Analysis of Early Cone Dysfunction in an In Vivo Model of Rod-Cone Dystrophy.
Hassall MM., McClements ME., Barnard AR., Patricio MÍ., Aslam SA., Maclaren RE.
Retinitis pigmentosa (RP) is a generic term for a group of genetic diseases characterized by loss of rod and cone photoreceptor cells. Although the genetic causes of RP frequently only affect the rod photoreceptor cells, cone photoreceptors become stressed in the absence of rods and undergo a secondary degeneration. Changes in the gene expression profile of cone photoreceptor cells are likely to occur prior to observable physiological changes.

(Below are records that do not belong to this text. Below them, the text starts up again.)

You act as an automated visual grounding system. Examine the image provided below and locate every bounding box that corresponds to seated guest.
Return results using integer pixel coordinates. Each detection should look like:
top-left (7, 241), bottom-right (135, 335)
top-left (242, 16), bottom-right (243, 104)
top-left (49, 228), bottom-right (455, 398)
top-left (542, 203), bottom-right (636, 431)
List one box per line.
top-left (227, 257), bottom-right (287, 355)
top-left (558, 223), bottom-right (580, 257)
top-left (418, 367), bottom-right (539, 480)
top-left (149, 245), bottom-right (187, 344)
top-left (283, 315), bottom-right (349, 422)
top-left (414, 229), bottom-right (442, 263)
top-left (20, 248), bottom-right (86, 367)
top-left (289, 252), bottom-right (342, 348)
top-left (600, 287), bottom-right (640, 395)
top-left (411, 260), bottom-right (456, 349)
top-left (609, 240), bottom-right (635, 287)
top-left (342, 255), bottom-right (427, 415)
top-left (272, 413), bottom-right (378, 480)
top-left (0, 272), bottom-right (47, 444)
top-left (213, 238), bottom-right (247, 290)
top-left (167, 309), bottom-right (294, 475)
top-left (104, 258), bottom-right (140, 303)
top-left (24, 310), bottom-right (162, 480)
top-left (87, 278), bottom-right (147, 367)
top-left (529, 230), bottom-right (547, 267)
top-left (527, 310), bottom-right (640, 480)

To this end, we sought to achieve greater understanding of the changes in cone photoreceptor cells early in the degeneration process of the Rho-/- mouse model. To account for gene expression changes attributed to loss of cone photoreceptor cells, we normalized PCR in the remaining number of cones to a cone cell reporter (OPN1-GFP). Gene expression profiles of key components involved in the cone phototransduction cascade were correlated with tests of retinal cone function prior to cell loss. A significant downregulation of the photoreceptor transcription factor Crx was observed, which preceded a significant downregulation in cone opsin transcripts that coincided with declining cone function. Our data add to the growing understanding of molecular changes that occur prior to cone dysfunction in a model of rod-cone dystrophy. It is of interest that gene supplementation of CRX by adeno-associated viral vector delivery prior to cone cell loss did not prevent cone photoreceptor degeneration in this mouse model.